Summary
KFA2 has done a pretty good and creative job as part of the cost savings, based on the board’s findings and cooling performance – despite some minor stock errors, all of which have now been fixed by BIOS update. So this interpretation of a GeForce RTX 2060 doesn’t seem to be possible. The real reasons why this card with the rather misleading name One-Click-OC does not run optimally are once again with Nvidia.
The very restrictive requirements that cards with 6-layer board and a 4-phase design with conventional MOSFET assembly must not hold more than 160 watts of power seem to be meaningless. Well, it protects unfavorably designed boards from the over-mutiny of the tactless overclocking fetishists, but in return, these limitations could have been implemented a little smarter if you allowed them. However, this is not the case.
RGB is nifty and the map isn’t really loud either. The flaws are therefore more in the nature of the matter with the sealed-off non-A chip, which once again highlights the limits that Nvidia has set itself within its own performance classes. Cheap cards simply cannot be able to offer more expensive models, despite creative implementations from the manufacturer. Really a pity about that.

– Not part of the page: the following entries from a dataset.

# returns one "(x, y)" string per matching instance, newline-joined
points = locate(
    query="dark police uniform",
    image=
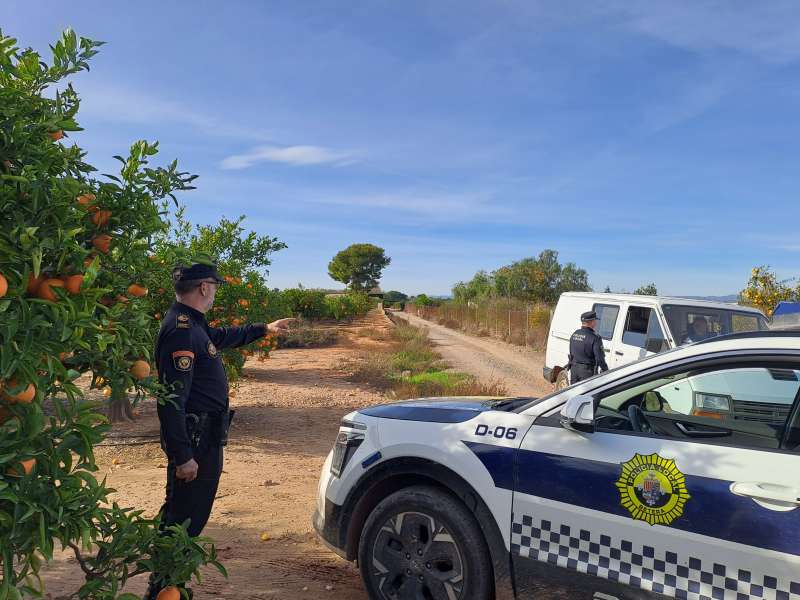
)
(586, 352)
(195, 424)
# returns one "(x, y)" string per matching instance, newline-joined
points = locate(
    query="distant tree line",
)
(539, 279)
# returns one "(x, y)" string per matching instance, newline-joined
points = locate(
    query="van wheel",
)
(422, 544)
(562, 381)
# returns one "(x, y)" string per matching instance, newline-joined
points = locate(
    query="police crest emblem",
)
(183, 360)
(652, 489)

I quickly summarize what I wrote in detail on the last pages, because the reader always needs a little reminder. And for the typical first-last-page readers, I would even have the hidden hint that it is well worth reading the rest in between. It is more interesting than you might think. 😉
Per | Cons |
Cheap price Not overly noisy Clean processing |
Power Target low and not raiseable No effective overclocking possible |
Conclusion
Even if I would have liked to give the card a buy tip because of the rather low price, the whole limitations get me a little bit of a whim in the end. Well, given the current price of just under 345 euros, you can also put two eyes firmly, because it is the cheapest 2-fan solution of the GeForce RTX 2060 on the market. But what bothers me a little bit is the pointless binding of the maximum power limit to only 160 watts. This makes this card artificially paralyzed, because it would have been possible even loosely over 1.8 GHz in the heated state without the VRM bursting and the cooler melting as a dark red glowing lava flow.
In the end, this only protects the significantly more expensive cards with the A-chip, which does not exactly contribute to the folk festival atmosphere. You can’t blame KFA2 at all and if you’re looking for the cheapest entry into the extra-shady, shady RTX world, you can be quite happy with this card and live with it. None of this is really satisfying, considering the distortions the board partners have to make, so that the margins of these entry-level models at least cover the costs.